Frenzied US presidential campaign in end-game

U.S. presidential nominees Hillary Clinton (top) and Donald Trump speak at campaign rallies in Cedar Rapids, Iowa Picture: STAFF / REUTERS
U.S. presidential nominees Hillary Clinton (top) and Donald Trump speak at campaign rallies in Cedar Rapids, Iowa

Clinton, Trump battle it out to the bitter end on eve of election

White House rivals Hillary Clinton and Donald Trump duelled yesterday for a handful of must-win states in an end-game election frenzy, capping a historically divisive campaign.

Clinton, the front-running Democrat, aimed to nail down her narrow lead with stops in three battleground states, as President Barack Obama covered for her elsewhere, before they join up at a star-studded grand finale in Philadelphia.

Trump, the billionaire Republican nominee, was setting out from must-win Florida on a five state swing, the culmination of a dramatic run for the presidency as a right-wing nationalist vowing radical change in America’s relationship with the world.

The billionaire Republican contender, who has whipped up a populist grassroots movement among largely white male voters, landed in Sarasota, Florida, yesterday and was met by an enthusiastic crowd.

The 70-year-old was later due to fly to rallies in North Carolina, Pennsylvania, New Hampshire, before ending with a late event in Michigan.

In Virginia on Sunday, he stoked supporters at a post-midnight rally with stock attacks on his rival, branding her the most corrupt candidate ever to seek the office of the presidency.

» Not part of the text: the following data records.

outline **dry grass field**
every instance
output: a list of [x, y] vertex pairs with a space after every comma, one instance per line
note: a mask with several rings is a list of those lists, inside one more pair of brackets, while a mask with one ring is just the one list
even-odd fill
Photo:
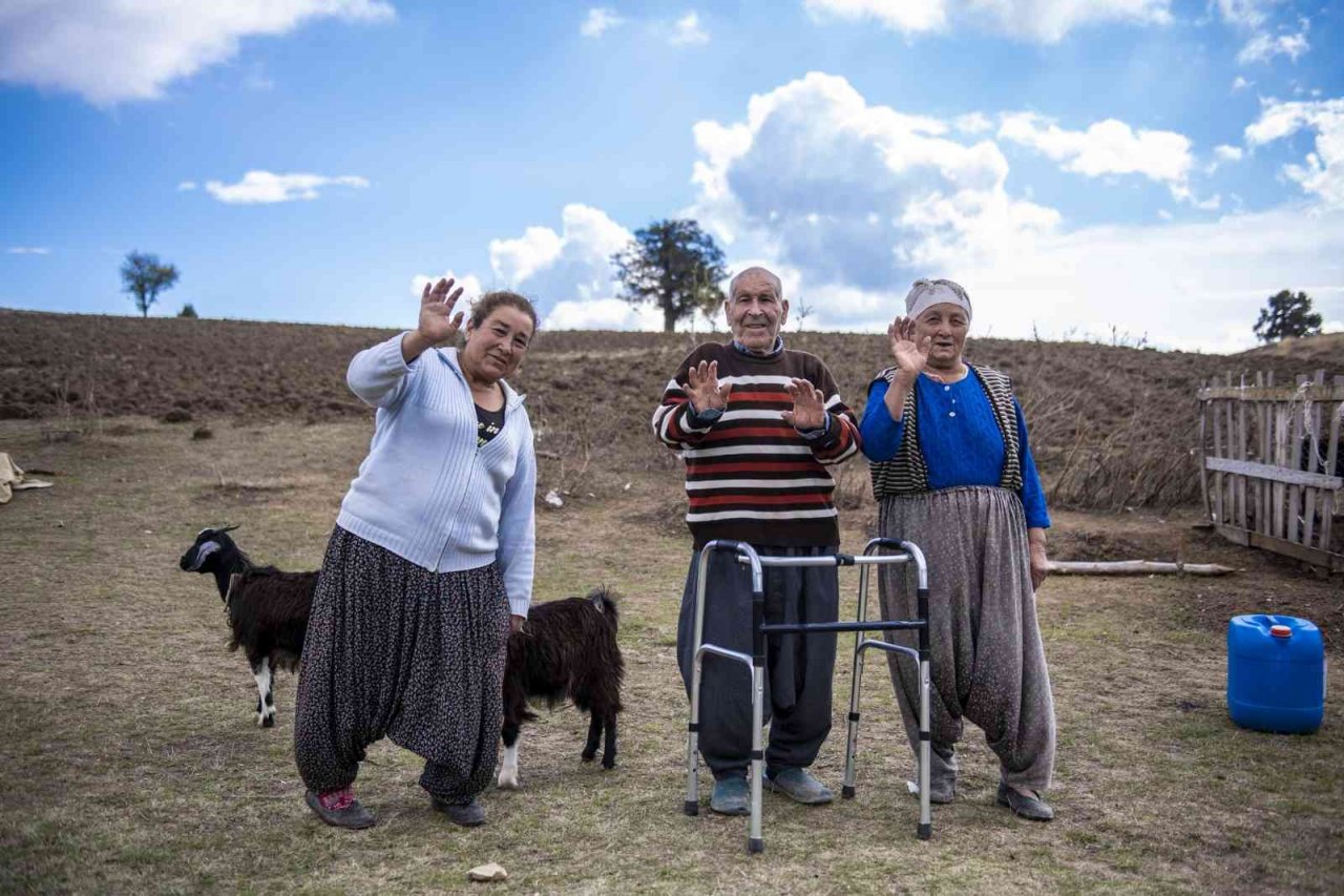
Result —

Yesterday afternoon Clinton, 69, pledged, if elected, to unify a country divided by one of the bitterest presidential campaigns in American history, as she began making her closing arguments to millions of voters.

“I have some work to bring the country together,” the Democratic nominee said as she boarded a plane for the first of four final-day rallies.

“I really do want to be the president for everybody, people who vote for me, people who vote against me.”

On Sunday she had a note of optimism mixed with warnings of the threat posed by Trump.

“I really want each and every one of us to think for a moment about how we would feel on November 9, if we were not successful,” she said.

“When your kids and grandkids ask you what you did in 2016, when everything was on the line, I hope you’ll be able to say you voted for a better, stronger, fairer America.”

The world has looked on aghast as Trump’s sensationalist reality television style became a driving force propelling him towards the most powerful political post in the world.

Global financial markets were rocked when the renewed FBI probe threatened to sink Clinton’s chances, but were boosted by news of the FBI’s closure of the affair.

But commentators said the renewal of the e-mail scandal, which dominated one of the last news cycles ahead of the election today, had already damaged the Democratic former first lady’s chance of succeeding Obama. Clinton’s lead dropped from 5.7 to 2.9 percentage points in the week since the scandal returned, according to influential data website

Trump is predicting a ballot upset on par with Britain’s shock vote to quit the European Union, or what he called: “Brexit plus, plus, plus.”

“The rank and file special agents of the FBI won’t let her get away with her terrible crimes,” Trump told a rally in Michigan, a state Obama won comfortably in 2012.

For Trump and his supporters, Clinton symbolises the corruption of the Washington elite.

“Right now she’s being protected by a rigged system. It’s a totally rigged system. I’ve been saying it for a long time,” he declared, as his supporters chanted: “Lock her up!”